USDA_PLANTINGS
USDA Prospective Plantings & Acreage
USDA’s twice-yearly acreage surveys — farmers’ planting intentions in March, actual planted area in June — set each crop year’s supply ceiling.
| Published by | US Department of Agriculture (USDA) |
|---|---|
| Frequency | Prospective Plantings late March · Acreage late June |
| Release time | 12:00 PM ET |
What it measures
Prospective Plantings surveys what farmers intend to plant; Acreage reports what actually went in the ground. Acreage × yield = production, so these reports bound the entire new-crop supply math.
Why traders watch it
- The corn-versus-soybean acreage battle each March is a defining trade of the ag calendar.
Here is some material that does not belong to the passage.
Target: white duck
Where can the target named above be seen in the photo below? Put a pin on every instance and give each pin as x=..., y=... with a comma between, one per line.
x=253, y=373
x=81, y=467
- June Acreage catches weather-forced switches and prevented planting — routinely a shock.
How to read it
- Corn and soybean acres versus expectations, and the sum (total intended area) versus available land.
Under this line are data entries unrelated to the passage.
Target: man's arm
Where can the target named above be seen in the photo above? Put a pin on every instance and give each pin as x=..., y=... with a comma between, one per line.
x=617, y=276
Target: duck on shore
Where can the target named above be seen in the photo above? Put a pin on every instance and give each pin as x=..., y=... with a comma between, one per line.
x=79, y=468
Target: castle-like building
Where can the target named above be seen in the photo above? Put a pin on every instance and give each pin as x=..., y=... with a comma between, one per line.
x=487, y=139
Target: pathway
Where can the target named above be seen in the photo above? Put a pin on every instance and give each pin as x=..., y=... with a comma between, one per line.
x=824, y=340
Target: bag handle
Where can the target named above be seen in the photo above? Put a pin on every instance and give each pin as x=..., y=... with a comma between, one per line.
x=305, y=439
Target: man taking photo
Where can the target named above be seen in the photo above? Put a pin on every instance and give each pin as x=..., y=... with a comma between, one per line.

- Cross-read with new-crop price ratios that drove planting decisions.
FAQ
How can intentions differ so much from June actuals?
Weather. A wet spring forces acres out of corn into soybeans or into prevented-planting claims. That switch is exactly what the June report measures.
Why does acreage matter more than yield in spring?
Yield is still a weather lottery in spring; acreage is the first hard number in the production equation. It anchors every new-crop balance sheet.